Fisker plans to take over Tesla

Fisker Inc. and Karma Automotive are EV startups which have experienced bankruptcy. However, the startup company have announced that they’ve raised $50 million of fresh capital

Fisker plans to take over Tesla

Fisker Inc. and Karma Automotive are EV startups which have experienced bankruptcy. However, the startup company have announced  that they’ve raised  $50 million of fresh capital from hedge fund king Louis Bacon and Karma Automotive has raised $100 million from undisclosed outside investors.

Founded by Henrik Fisker in 2016, the Los Angeles-based Fisker has pledged to sell its first model with a starting price tag of just $37,500, and that's before the federal tax incentive. Henrik Fisker's previous venture, Fisker Automotive, filed for bankruptcy back in 2013. It only managed to build less than 2,000 examples of the Fisker Karma.

Henrik Fisker hopes the second time’s the charm for his second electric car startup, Fisker Inc. Fisker is also the man who designed BMW and Aston Martin. So for his new venture, he’s following a different strategy for both creating the car and financing it.

Instead of making a luxury electric sports car that costs $100,000, as he did in 2012, Fisker will sell a more popular design (SUV)that starts at under $40,000. Also, instead of building the entire vehicle from scratch in his own factory, he plans to partner with other automakers for many parts and much of the assembly.
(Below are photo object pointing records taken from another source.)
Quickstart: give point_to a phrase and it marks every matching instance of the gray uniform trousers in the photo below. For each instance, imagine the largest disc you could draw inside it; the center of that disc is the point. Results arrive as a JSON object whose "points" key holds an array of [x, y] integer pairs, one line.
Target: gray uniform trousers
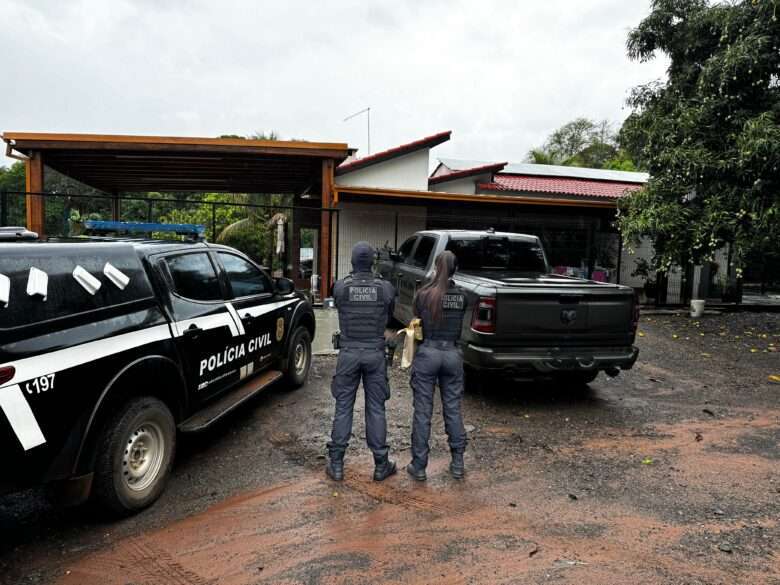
{"points": [[442, 362], [371, 366]]}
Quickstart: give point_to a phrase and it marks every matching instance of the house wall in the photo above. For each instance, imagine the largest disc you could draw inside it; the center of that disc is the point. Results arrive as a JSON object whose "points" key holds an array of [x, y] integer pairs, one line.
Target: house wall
{"points": [[405, 172], [466, 185], [373, 223], [628, 262]]}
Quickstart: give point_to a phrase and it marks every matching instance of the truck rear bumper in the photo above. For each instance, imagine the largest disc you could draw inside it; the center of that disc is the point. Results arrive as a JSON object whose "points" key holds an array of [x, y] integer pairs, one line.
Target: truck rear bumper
{"points": [[550, 360]]}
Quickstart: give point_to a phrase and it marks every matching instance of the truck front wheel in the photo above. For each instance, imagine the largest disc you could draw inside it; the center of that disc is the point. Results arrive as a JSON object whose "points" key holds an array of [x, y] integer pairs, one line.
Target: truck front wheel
{"points": [[298, 362], [134, 457]]}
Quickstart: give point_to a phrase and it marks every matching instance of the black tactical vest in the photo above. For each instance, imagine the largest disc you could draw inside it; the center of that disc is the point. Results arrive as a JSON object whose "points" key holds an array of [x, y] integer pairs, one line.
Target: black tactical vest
{"points": [[453, 308], [362, 311]]}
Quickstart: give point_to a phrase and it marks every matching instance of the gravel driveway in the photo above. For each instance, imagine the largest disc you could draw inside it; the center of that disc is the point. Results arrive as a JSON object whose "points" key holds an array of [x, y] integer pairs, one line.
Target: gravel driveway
{"points": [[668, 474]]}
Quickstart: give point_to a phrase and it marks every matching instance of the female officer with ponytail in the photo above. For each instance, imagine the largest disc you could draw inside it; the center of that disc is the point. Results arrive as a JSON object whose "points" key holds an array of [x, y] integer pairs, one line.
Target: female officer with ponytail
{"points": [[441, 306]]}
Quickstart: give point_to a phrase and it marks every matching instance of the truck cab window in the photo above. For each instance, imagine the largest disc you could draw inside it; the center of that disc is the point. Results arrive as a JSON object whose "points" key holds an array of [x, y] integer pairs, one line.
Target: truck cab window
{"points": [[194, 277], [405, 251], [423, 252], [498, 253], [245, 278]]}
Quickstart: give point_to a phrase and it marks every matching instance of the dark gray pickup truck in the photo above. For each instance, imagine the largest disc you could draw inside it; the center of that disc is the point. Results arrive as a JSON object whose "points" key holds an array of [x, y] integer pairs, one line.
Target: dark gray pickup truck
{"points": [[524, 320]]}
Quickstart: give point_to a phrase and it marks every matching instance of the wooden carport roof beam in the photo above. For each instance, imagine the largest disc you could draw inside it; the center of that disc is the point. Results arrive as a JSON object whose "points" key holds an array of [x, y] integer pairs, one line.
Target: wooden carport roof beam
{"points": [[25, 141], [466, 197], [115, 163]]}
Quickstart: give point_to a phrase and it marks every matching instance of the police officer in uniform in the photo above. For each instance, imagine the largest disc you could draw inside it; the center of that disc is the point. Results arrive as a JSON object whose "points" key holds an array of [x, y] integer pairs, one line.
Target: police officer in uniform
{"points": [[365, 303], [440, 304]]}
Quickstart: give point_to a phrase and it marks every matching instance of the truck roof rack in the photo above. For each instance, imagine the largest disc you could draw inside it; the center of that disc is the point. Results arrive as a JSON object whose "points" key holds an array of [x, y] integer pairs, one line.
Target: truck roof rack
{"points": [[16, 233], [196, 232]]}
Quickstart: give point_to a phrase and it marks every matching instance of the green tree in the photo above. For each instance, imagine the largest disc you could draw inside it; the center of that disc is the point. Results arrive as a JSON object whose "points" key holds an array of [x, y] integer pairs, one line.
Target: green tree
{"points": [[709, 134], [579, 143]]}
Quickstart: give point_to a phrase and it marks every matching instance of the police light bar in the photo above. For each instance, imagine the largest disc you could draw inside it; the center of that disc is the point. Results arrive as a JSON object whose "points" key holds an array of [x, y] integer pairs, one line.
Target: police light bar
{"points": [[16, 233], [196, 231]]}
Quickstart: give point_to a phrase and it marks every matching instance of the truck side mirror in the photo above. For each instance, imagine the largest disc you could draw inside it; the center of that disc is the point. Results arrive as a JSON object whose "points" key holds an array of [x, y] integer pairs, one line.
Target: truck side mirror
{"points": [[284, 286]]}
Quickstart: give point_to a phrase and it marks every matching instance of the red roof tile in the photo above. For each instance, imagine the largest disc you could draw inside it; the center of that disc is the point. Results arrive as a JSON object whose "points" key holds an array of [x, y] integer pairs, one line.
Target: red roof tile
{"points": [[427, 142], [563, 186], [451, 176]]}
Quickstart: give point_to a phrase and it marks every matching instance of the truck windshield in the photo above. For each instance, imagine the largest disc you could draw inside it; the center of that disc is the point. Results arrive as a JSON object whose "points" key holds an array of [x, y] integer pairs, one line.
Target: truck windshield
{"points": [[498, 254]]}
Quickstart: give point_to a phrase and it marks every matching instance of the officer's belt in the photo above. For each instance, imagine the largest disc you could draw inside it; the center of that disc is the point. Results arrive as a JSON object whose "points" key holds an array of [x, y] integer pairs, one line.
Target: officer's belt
{"points": [[361, 344], [439, 343]]}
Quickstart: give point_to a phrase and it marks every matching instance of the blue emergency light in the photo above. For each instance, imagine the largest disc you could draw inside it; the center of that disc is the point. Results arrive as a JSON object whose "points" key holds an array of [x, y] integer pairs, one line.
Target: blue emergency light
{"points": [[196, 231]]}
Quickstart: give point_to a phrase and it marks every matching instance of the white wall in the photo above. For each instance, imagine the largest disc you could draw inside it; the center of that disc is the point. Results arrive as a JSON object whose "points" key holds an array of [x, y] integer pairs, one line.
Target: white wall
{"points": [[405, 172], [467, 185], [375, 224]]}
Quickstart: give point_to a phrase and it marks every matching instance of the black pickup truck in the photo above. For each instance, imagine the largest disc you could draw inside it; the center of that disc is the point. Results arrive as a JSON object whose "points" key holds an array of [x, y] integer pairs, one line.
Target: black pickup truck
{"points": [[109, 348], [524, 320]]}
The money comes at a time when there appears to be renewed interest in funding money-hungry electric vehicle startups, thanks in large part to Tesla’s skyrocketing stock price and the early success of hydrogen trucking company Nikola’s recent public listing.

The company aims to raise $1 billion of backing using a shortcut that another upstart electric-car maker, Nikola, used to go public last month. Forgoing the traditional method of hiring a Wall Street investment bank to sell new shares, Fisker is merging with an already public special-purpose acquisition corporation called Spartan Energy Acquisition, which is backed by private equity firm Apollo Global Management.

The bulk of deliveries will start in 2022 and 2023, Fisker says. Additionally, he says, the company will have some aggressive financial targets to meet: becoming profitable and cash flow positive in 2023.